Opinion
2013-08-14
Michael G. Paul, New City, N.Y., for appellant. William V. Grady, District Attorney, Poughkeepsie, N.Y. (Joan H. McCarthy of counsel), for respondent.
Michael G. Paul, New City, N.Y., for appellant. William V. Grady, District Attorney, Poughkeepsie, N.Y. (Joan H. McCarthy of counsel), for respondent.

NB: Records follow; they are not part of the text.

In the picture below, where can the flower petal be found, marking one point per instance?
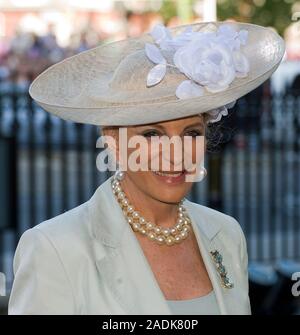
(189, 89)
(154, 54)
(156, 74)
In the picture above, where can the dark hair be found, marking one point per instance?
(216, 133)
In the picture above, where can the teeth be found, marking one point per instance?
(168, 174)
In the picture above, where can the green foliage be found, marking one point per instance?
(275, 13)
(168, 10)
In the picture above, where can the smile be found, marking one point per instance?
(168, 174)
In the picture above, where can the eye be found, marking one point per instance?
(193, 133)
(150, 133)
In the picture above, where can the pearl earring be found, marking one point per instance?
(119, 175)
(202, 173)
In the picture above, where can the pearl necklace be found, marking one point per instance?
(168, 236)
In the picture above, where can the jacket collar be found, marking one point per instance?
(131, 279)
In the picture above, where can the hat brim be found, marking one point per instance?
(79, 87)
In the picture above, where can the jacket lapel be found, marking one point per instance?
(122, 264)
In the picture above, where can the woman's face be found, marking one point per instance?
(168, 180)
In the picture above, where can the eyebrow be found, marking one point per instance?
(187, 127)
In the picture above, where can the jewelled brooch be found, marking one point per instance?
(217, 257)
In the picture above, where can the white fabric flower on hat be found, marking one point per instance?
(210, 60)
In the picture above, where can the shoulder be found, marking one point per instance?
(214, 220)
(65, 236)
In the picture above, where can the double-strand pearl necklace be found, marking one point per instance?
(168, 236)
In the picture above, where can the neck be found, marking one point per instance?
(158, 212)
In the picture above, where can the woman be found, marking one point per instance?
(138, 246)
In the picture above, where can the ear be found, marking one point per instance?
(113, 145)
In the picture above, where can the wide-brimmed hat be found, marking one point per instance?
(165, 74)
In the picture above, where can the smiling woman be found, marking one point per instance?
(138, 245)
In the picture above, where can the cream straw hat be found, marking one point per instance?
(165, 74)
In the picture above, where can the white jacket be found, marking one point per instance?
(88, 261)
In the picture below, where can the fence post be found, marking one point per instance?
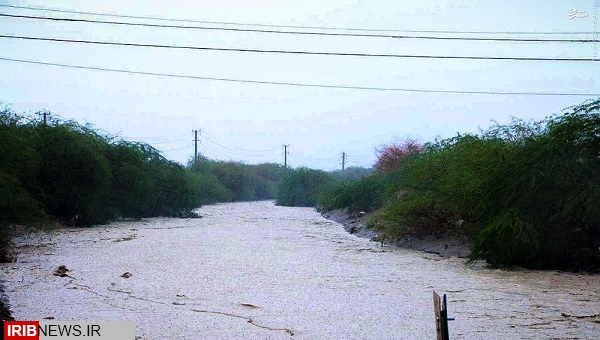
(440, 310)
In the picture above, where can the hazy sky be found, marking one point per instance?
(250, 122)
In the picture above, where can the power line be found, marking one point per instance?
(299, 32)
(345, 87)
(343, 54)
(287, 26)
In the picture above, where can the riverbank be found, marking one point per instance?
(259, 271)
(443, 246)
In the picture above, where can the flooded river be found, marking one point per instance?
(256, 271)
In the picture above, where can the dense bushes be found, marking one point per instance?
(355, 195)
(527, 193)
(234, 181)
(300, 187)
(67, 172)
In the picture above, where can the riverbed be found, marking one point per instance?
(258, 271)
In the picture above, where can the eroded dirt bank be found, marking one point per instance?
(256, 271)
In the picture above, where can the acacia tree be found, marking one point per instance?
(390, 157)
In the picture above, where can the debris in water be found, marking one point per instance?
(61, 271)
(249, 305)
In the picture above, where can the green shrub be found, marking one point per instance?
(542, 209)
(300, 187)
(363, 194)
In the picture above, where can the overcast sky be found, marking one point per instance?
(251, 122)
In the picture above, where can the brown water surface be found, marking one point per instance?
(257, 271)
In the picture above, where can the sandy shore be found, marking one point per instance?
(257, 271)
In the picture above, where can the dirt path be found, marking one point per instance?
(255, 271)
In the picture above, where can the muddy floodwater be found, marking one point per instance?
(257, 271)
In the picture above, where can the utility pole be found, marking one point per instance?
(45, 117)
(285, 152)
(196, 149)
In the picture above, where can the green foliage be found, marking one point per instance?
(75, 175)
(300, 187)
(234, 181)
(546, 194)
(355, 195)
(527, 193)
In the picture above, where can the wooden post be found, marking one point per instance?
(440, 311)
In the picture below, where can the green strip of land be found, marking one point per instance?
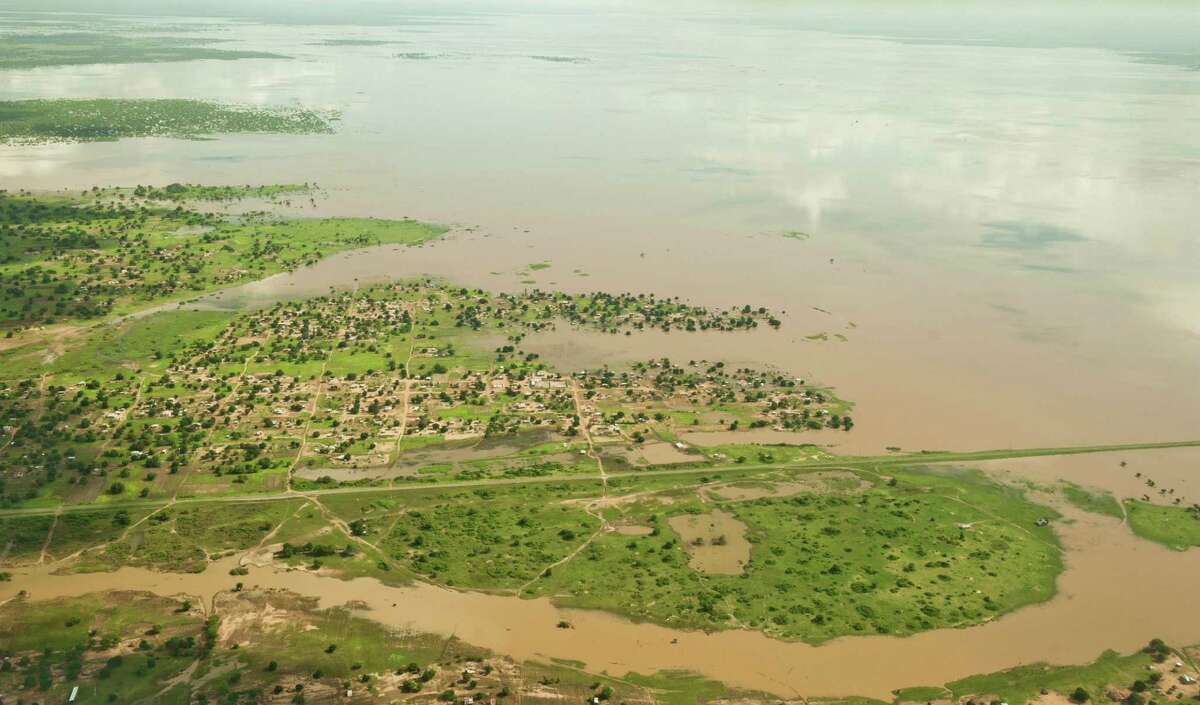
(34, 50)
(46, 121)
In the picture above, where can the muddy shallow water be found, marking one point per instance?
(991, 245)
(994, 212)
(1116, 592)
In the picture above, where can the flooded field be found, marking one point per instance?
(715, 542)
(981, 234)
(969, 282)
(1137, 585)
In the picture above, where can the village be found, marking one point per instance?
(361, 380)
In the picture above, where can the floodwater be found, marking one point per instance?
(1116, 592)
(997, 206)
(993, 243)
(715, 542)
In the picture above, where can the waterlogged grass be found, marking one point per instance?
(1177, 528)
(43, 121)
(79, 48)
(195, 192)
(112, 646)
(929, 552)
(84, 258)
(1024, 684)
(1096, 501)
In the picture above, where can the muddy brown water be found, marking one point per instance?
(997, 283)
(1116, 592)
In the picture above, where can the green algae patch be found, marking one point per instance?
(1096, 501)
(47, 121)
(1177, 528)
(34, 50)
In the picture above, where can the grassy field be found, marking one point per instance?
(81, 258)
(35, 50)
(891, 559)
(275, 646)
(1024, 684)
(59, 120)
(1177, 528)
(1096, 501)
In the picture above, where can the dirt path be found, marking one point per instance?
(585, 426)
(316, 398)
(208, 438)
(406, 399)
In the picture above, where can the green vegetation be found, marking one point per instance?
(924, 552)
(1096, 501)
(1174, 526)
(76, 48)
(111, 119)
(1096, 680)
(195, 192)
(96, 254)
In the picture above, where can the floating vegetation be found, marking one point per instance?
(184, 192)
(419, 55)
(108, 119)
(353, 43)
(82, 48)
(561, 59)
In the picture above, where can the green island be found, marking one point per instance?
(34, 50)
(409, 433)
(61, 120)
(84, 257)
(1175, 526)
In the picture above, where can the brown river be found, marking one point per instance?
(978, 227)
(1116, 592)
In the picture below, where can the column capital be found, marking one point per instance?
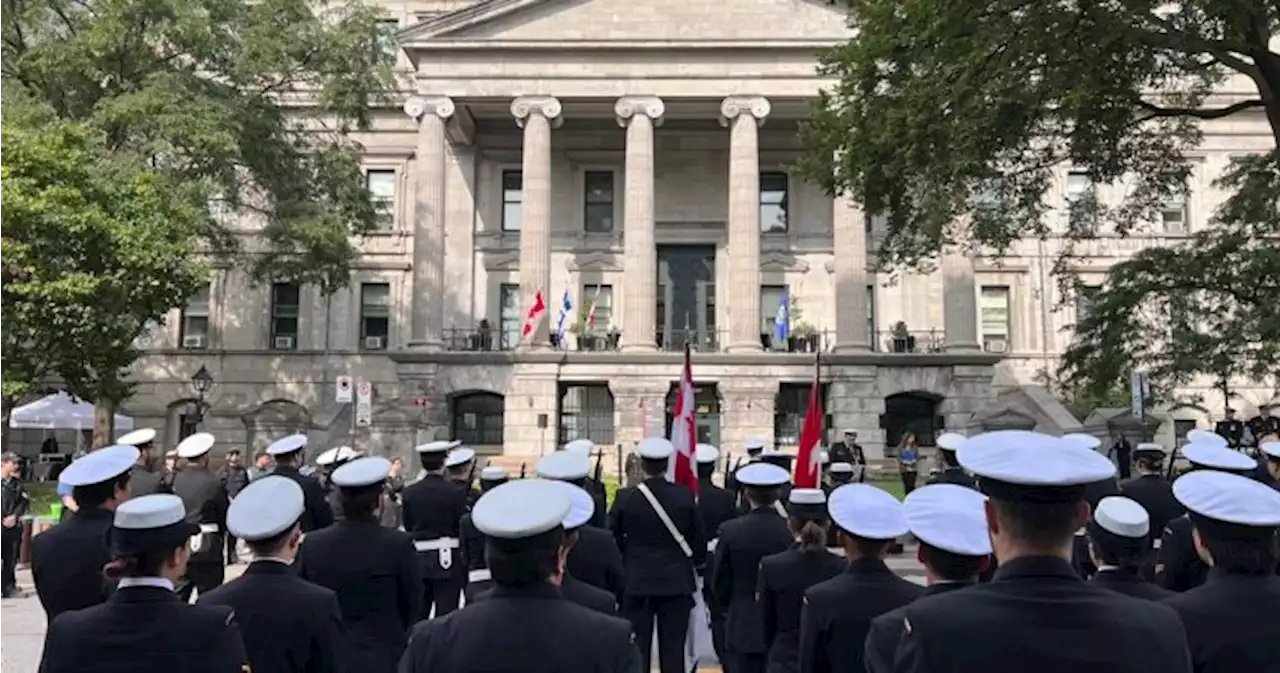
(630, 106)
(420, 106)
(547, 106)
(735, 106)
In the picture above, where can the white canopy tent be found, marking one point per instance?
(60, 411)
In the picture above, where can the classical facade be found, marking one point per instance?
(630, 158)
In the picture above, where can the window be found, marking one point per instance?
(773, 202)
(382, 192)
(993, 310)
(286, 298)
(508, 315)
(598, 201)
(598, 302)
(195, 321)
(375, 315)
(512, 200)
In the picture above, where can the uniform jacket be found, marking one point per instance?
(67, 562)
(374, 571)
(735, 568)
(886, 631)
(837, 614)
(288, 625)
(1230, 623)
(654, 563)
(1038, 616)
(145, 628)
(522, 630)
(782, 581)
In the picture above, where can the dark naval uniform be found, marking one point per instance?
(374, 571)
(205, 499)
(839, 612)
(144, 628)
(784, 580)
(886, 631)
(433, 513)
(1037, 614)
(316, 513)
(67, 562)
(522, 630)
(735, 572)
(288, 625)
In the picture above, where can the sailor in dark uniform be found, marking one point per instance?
(67, 561)
(734, 570)
(1120, 544)
(144, 480)
(837, 613)
(950, 521)
(288, 623)
(144, 626)
(205, 498)
(1037, 614)
(1230, 619)
(433, 512)
(524, 623)
(1179, 566)
(373, 570)
(479, 578)
(287, 453)
(785, 577)
(658, 559)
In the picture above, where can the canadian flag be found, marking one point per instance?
(682, 434)
(535, 314)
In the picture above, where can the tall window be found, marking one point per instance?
(773, 201)
(508, 315)
(375, 315)
(382, 192)
(512, 200)
(598, 301)
(195, 321)
(598, 201)
(993, 311)
(286, 298)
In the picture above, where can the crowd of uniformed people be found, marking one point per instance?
(1036, 558)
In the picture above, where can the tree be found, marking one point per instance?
(951, 119)
(243, 108)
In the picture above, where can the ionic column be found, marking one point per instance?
(849, 238)
(744, 117)
(639, 115)
(426, 307)
(536, 115)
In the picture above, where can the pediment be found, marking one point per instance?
(776, 22)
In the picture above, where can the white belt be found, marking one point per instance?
(435, 545)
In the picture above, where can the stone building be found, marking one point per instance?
(631, 155)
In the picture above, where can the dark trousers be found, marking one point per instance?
(671, 616)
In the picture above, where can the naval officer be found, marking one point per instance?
(1037, 614)
(373, 570)
(67, 561)
(950, 522)
(288, 623)
(145, 627)
(525, 623)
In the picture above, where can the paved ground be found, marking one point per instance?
(22, 622)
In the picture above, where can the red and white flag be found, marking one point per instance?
(535, 314)
(682, 430)
(809, 456)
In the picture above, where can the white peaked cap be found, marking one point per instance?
(265, 508)
(949, 517)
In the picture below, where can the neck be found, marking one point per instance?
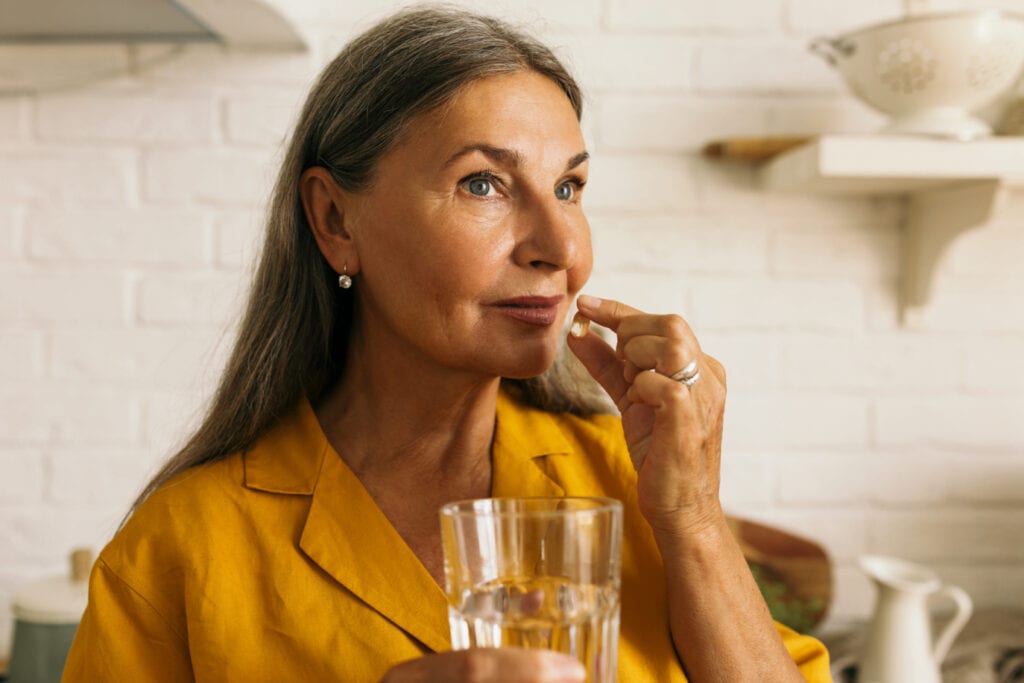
(394, 415)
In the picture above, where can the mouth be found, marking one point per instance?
(539, 310)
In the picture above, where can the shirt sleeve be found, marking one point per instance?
(122, 637)
(810, 655)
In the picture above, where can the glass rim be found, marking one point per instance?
(466, 507)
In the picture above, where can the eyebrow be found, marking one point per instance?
(507, 157)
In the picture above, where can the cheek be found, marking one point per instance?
(584, 262)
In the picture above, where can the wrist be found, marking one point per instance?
(710, 528)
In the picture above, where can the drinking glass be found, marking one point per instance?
(536, 572)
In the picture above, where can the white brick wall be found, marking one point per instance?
(130, 209)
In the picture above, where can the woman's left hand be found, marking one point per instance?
(674, 432)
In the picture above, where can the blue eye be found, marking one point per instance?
(479, 186)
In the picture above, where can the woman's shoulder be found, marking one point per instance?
(180, 513)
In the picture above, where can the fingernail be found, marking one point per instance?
(580, 326)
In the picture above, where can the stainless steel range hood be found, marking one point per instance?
(242, 23)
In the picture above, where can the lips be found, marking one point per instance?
(538, 310)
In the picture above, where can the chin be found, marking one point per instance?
(529, 368)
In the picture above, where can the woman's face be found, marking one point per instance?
(471, 241)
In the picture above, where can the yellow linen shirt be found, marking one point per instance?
(275, 564)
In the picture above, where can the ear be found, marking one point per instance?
(325, 206)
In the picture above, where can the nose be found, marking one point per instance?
(553, 236)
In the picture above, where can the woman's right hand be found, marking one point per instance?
(482, 665)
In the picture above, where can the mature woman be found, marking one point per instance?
(425, 244)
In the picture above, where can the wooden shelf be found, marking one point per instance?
(952, 187)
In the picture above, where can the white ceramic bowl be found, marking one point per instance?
(930, 72)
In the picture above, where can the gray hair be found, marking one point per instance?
(293, 336)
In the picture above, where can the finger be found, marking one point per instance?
(481, 665)
(606, 312)
(666, 355)
(600, 360)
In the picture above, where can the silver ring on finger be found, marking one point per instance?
(688, 375)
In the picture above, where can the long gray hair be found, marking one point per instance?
(292, 339)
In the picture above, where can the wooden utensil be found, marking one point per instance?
(753, 148)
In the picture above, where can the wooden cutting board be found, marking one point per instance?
(800, 562)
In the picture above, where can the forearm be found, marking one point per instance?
(720, 624)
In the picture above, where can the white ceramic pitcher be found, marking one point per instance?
(899, 647)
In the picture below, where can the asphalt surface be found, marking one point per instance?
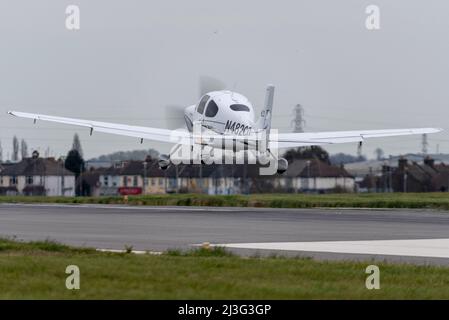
(162, 228)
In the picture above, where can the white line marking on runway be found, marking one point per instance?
(436, 248)
(132, 251)
(128, 207)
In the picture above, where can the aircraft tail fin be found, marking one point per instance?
(264, 121)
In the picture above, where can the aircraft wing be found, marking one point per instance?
(290, 140)
(163, 135)
(280, 140)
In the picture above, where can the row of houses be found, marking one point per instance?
(137, 177)
(36, 176)
(47, 176)
(408, 176)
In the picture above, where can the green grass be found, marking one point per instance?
(36, 270)
(371, 200)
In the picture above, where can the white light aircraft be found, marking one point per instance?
(227, 118)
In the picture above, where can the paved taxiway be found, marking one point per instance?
(322, 233)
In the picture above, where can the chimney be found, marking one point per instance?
(429, 161)
(402, 163)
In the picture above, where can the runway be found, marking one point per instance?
(417, 236)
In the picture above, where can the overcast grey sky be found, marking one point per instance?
(131, 58)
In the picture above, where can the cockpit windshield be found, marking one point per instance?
(239, 107)
(202, 104)
(212, 109)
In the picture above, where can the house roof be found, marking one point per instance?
(315, 168)
(35, 167)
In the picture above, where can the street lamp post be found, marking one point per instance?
(144, 176)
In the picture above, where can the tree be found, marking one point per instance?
(24, 149)
(74, 163)
(77, 144)
(313, 152)
(15, 149)
(379, 153)
(343, 158)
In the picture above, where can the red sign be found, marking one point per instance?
(130, 190)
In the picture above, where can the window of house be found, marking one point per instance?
(212, 109)
(239, 107)
(202, 104)
(13, 180)
(29, 180)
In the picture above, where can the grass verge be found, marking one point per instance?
(372, 200)
(36, 270)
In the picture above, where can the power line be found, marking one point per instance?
(298, 122)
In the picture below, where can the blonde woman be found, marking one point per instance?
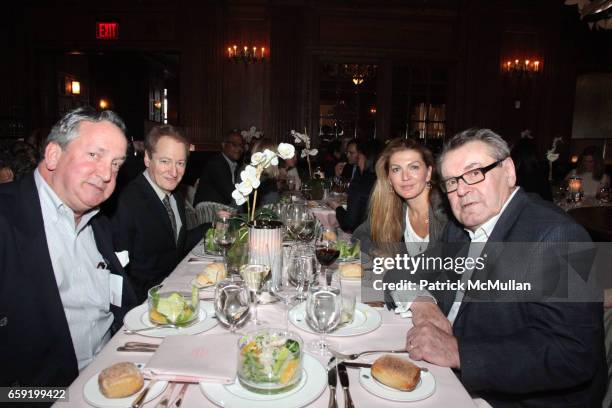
(405, 204)
(268, 189)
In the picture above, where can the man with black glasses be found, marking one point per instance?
(221, 173)
(511, 353)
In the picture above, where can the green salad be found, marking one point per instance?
(270, 358)
(172, 308)
(348, 250)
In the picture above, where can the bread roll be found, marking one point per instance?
(120, 380)
(330, 235)
(212, 274)
(396, 373)
(352, 270)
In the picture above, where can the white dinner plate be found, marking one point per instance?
(92, 394)
(366, 320)
(202, 252)
(312, 384)
(138, 318)
(425, 388)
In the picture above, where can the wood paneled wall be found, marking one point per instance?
(471, 37)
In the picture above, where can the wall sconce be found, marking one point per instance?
(71, 86)
(358, 72)
(521, 67)
(248, 55)
(75, 87)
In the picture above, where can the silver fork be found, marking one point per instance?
(161, 326)
(166, 399)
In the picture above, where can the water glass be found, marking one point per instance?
(232, 302)
(255, 276)
(301, 270)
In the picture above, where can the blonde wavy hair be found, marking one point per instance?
(261, 145)
(386, 207)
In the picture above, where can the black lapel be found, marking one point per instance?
(153, 202)
(104, 243)
(493, 248)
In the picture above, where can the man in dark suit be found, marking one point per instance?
(63, 291)
(149, 221)
(220, 174)
(514, 353)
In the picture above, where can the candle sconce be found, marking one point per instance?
(521, 67)
(575, 189)
(246, 55)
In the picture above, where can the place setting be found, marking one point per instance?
(120, 386)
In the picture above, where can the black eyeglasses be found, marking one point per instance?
(470, 177)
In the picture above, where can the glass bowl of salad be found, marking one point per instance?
(270, 360)
(173, 307)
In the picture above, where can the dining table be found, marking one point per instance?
(389, 335)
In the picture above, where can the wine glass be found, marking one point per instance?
(301, 270)
(323, 313)
(327, 252)
(232, 302)
(255, 276)
(301, 223)
(224, 236)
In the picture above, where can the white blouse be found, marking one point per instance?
(414, 243)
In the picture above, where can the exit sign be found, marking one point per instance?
(107, 31)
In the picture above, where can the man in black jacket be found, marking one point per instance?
(220, 174)
(63, 291)
(149, 221)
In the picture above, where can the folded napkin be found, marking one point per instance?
(194, 359)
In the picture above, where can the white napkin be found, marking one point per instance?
(403, 309)
(193, 359)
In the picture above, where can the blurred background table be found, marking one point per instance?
(596, 220)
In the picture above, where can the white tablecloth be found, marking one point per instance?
(390, 335)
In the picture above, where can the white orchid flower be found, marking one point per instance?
(245, 188)
(271, 158)
(249, 175)
(257, 159)
(238, 197)
(286, 151)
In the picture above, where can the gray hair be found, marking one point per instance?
(67, 128)
(498, 148)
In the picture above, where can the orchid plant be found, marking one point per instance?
(252, 173)
(307, 151)
(250, 134)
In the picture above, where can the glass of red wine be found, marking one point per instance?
(326, 251)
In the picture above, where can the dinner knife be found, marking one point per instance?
(179, 400)
(348, 401)
(332, 380)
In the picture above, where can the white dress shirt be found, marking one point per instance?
(162, 194)
(83, 287)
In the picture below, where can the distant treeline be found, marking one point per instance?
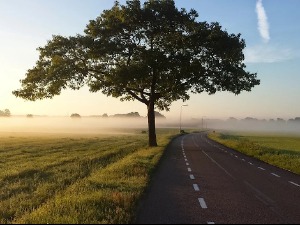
(129, 115)
(5, 113)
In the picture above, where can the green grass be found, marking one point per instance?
(280, 150)
(75, 178)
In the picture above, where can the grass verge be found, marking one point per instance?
(86, 180)
(279, 150)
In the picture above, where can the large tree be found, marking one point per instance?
(150, 52)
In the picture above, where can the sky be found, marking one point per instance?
(270, 28)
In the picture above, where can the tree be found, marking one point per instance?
(153, 53)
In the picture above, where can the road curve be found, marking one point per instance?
(201, 181)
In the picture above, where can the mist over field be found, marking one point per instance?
(51, 124)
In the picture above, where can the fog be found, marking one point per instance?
(44, 124)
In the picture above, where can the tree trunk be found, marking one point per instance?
(151, 125)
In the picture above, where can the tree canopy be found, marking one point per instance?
(150, 52)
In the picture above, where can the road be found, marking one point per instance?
(201, 181)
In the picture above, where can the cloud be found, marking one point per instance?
(263, 25)
(267, 54)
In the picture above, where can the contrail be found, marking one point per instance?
(263, 26)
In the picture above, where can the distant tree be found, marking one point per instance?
(232, 119)
(75, 115)
(153, 53)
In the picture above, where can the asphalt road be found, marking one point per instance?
(200, 181)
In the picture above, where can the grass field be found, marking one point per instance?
(75, 178)
(281, 150)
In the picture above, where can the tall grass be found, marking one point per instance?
(74, 179)
(279, 150)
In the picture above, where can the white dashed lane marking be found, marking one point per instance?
(291, 182)
(274, 174)
(196, 187)
(202, 203)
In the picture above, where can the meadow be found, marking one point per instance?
(75, 178)
(281, 150)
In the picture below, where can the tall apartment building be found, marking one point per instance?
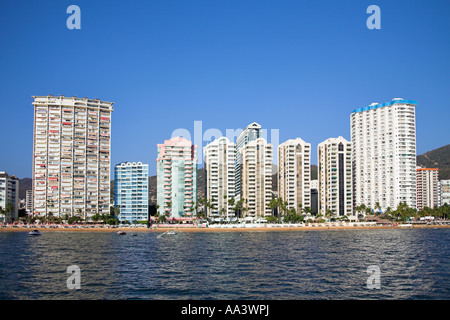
(335, 177)
(384, 154)
(445, 192)
(256, 158)
(9, 194)
(250, 133)
(176, 165)
(131, 191)
(29, 201)
(427, 188)
(220, 184)
(71, 156)
(294, 173)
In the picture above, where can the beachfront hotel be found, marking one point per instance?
(71, 156)
(250, 133)
(9, 194)
(256, 167)
(176, 166)
(294, 173)
(131, 191)
(427, 188)
(444, 192)
(384, 154)
(335, 177)
(220, 158)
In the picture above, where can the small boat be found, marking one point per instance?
(167, 233)
(35, 232)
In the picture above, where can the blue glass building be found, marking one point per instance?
(131, 191)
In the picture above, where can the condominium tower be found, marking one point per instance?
(256, 158)
(131, 191)
(176, 166)
(427, 188)
(71, 156)
(250, 133)
(384, 154)
(294, 173)
(9, 195)
(445, 192)
(335, 177)
(220, 158)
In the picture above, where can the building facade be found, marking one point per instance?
(220, 183)
(445, 192)
(335, 177)
(256, 158)
(427, 188)
(294, 173)
(176, 166)
(71, 156)
(131, 191)
(250, 133)
(29, 201)
(384, 154)
(9, 194)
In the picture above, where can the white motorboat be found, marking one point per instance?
(35, 232)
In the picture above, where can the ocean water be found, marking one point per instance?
(326, 264)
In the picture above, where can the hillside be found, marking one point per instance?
(437, 158)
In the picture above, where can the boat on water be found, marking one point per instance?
(35, 232)
(170, 232)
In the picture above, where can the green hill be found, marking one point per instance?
(437, 158)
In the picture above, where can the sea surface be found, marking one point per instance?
(325, 264)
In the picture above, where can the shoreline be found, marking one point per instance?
(209, 229)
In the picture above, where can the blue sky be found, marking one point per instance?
(298, 66)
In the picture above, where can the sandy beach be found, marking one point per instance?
(214, 229)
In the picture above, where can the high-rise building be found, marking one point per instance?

Appeal by the defendant from a judgment of the County Court, Dutchess County (Forman, J.), rendered April 3, 2012, convicting him of operating a motor vehicle while under the influence of alcohol as a felony, in violation of Vehicle and Traffic Law §§ 1192(3) and 1193(1)(c)(ii), upon his plea of guilty, and imposing sentence.
ORDERED that the judgment is affirmed.
The defendant's contention that his plea was not knowingly, voluntarily, and intelligently entered because he was not properly advised that a fine would be imposed is without merit. The record reveals that the defendant was properly informed of the direct consequences of his plea, and that the plea was knowingly, voluntarily, and intelligently entered ( see People v. Harris, 61 N.Y.2d 9, 17, 471 N.Y.S.2d 61, 459 N.E.2d 170;People v. Johnson, 97 A.D.3d 695, 696, 948 N.Y.S.2d 120;People v. Blunt, 93 A.D.3d 675, 677, 939 N.Y.S.2d 563).
The sentence imposed was not excessive ( see People v. Suitte, 90 A.D.2d 80, 455 N.Y.S.2d 675).
The defendant's remaining contention is without merit ( see People v. Johnson, 97 A.D.3d at 696, 948 N.Y.S.2d 120).